The years had burdened the words with irony, but they still held real wonder; tracing the theme, Debord put a comic-strip panel on the screen. “T
HE KNIGHTS OF PRINCE VALIANT IN SEARCH OF ADVENTURES
,” read the title: “
HE ADVANCES NEAR THE MYSTERIOUS GLEAM WHICH LIGHTS UP THE PLACE WHERE NOTHING HUMAN HAS EVER BEEN FOUND
.” Then Chtcheglov reappeared, and Debord spoke for himself: “It is said that merely by subjecting life and the city to his gaze, he changed them. In one year, he discovered the subjects of vengeance for a century.” That discovery was the LI’s drama, Debord was saying, and those subjects of vengeance its legacy.

It is this expressive contradiction—between nihilist acts so puerile as to cut themselves off from any philosophical justification, and a voice so classically sentimental it could ennoble the most puerile act; between a found ancestry carrying seeds of totalitarianism and mass murder, and a will to a negation containing “no promise other than that of an autonomy without rules and without restraint” (Debord,
In girum
)—that defined the Lettrist International. In a conversation that moves from the Cabaret Voltaire to the Sex Pistols, the LI is a culmination of the first side of the story and a source of the second. More vitally, the LI frames the possibility that each actor might speak the language of every other.
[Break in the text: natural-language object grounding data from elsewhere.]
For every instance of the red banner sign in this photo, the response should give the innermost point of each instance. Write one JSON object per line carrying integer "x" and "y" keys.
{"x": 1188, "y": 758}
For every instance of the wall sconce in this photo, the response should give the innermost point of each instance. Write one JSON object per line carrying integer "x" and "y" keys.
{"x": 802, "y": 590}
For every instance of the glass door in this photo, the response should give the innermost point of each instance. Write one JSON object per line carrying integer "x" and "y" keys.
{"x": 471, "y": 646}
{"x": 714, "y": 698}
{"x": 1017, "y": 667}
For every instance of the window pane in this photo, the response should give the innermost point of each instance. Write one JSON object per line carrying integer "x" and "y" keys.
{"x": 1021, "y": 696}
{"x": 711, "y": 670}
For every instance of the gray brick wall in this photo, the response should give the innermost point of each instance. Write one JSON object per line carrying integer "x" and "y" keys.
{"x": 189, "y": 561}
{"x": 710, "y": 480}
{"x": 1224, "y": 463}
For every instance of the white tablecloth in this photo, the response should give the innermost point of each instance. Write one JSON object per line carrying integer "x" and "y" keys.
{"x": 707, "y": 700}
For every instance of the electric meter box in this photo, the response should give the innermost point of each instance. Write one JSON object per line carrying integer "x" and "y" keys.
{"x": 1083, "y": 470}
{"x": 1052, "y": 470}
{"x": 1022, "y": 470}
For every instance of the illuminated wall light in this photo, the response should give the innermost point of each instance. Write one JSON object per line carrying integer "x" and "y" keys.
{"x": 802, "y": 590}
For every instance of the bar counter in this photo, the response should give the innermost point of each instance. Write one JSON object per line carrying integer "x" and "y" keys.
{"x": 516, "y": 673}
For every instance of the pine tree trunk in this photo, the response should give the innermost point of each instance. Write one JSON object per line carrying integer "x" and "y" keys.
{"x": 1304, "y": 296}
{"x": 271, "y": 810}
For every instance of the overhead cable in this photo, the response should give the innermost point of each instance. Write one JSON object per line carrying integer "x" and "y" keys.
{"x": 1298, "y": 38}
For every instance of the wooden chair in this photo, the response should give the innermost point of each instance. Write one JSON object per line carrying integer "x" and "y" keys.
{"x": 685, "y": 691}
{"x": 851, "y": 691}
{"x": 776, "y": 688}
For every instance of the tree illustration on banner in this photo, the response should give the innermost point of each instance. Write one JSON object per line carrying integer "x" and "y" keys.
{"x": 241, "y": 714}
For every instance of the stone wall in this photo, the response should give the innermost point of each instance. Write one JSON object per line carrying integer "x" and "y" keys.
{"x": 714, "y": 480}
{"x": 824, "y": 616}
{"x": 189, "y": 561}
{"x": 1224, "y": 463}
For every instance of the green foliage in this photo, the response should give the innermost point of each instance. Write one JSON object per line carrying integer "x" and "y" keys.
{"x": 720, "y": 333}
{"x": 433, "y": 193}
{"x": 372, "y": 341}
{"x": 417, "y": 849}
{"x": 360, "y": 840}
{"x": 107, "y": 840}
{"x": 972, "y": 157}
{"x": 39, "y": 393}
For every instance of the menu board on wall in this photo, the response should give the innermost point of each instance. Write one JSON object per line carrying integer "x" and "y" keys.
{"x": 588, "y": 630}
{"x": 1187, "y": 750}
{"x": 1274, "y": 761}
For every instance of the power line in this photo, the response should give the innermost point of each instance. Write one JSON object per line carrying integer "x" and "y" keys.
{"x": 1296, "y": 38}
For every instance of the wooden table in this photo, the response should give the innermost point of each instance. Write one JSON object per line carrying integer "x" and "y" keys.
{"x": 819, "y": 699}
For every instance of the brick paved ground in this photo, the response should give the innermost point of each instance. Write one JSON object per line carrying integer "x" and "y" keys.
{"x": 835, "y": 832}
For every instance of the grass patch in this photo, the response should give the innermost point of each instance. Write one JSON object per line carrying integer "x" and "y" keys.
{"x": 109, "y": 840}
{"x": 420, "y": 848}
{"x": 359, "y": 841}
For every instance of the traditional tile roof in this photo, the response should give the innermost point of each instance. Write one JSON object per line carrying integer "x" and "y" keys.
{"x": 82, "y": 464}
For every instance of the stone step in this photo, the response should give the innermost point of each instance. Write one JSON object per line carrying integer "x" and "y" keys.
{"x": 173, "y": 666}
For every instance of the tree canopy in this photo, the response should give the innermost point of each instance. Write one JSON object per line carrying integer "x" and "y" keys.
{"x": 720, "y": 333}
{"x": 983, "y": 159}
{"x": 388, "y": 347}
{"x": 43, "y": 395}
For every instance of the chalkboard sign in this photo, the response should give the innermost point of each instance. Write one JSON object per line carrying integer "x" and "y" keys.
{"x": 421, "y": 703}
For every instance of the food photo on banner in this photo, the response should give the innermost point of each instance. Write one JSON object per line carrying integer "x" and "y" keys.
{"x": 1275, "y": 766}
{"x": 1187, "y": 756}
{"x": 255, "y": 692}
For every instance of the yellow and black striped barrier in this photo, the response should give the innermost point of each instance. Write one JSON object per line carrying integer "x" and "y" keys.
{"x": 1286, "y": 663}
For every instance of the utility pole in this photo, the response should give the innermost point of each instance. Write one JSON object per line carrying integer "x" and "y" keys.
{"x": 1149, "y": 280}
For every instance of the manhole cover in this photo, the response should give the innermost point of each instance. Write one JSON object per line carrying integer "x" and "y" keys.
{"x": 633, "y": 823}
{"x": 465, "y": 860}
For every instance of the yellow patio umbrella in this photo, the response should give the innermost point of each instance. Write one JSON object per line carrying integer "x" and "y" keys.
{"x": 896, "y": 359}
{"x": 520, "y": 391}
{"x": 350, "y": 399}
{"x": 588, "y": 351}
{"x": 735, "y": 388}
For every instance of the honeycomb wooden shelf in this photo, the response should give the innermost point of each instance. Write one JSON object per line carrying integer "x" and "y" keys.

In this story, the LI is ground-zero, a vessel both empty and full. The LI
had a seal, which represented history—and which, before it was lost in a drunken moment, the group meant to apply to what philosophy it might derive from joy rides and nights spent in underground tombs. At the same time, the LI damned all those who believed in “leaving traces,” and it left few enough: in five years, less than three dozen skimpy newsletters, a clutch of fugitive essays, various renderings of détournement, some telephone-pole stickers, a slogan scratched on a wall. One can add a small pile of memoirs: Debord’s sandpaper-covered collage book, his films
On the Passage of a Few People Through a Rather Brief Moment in Time
(1959) and
In girum,
and Michèle Bernstein’s novels,
Tous les chevaux du roi
(All the King’s Horses, 1960) and
La Nuit
(1961)—queer memoirs, because while each cast back to the LI for subject or setting, none ever mentioned it.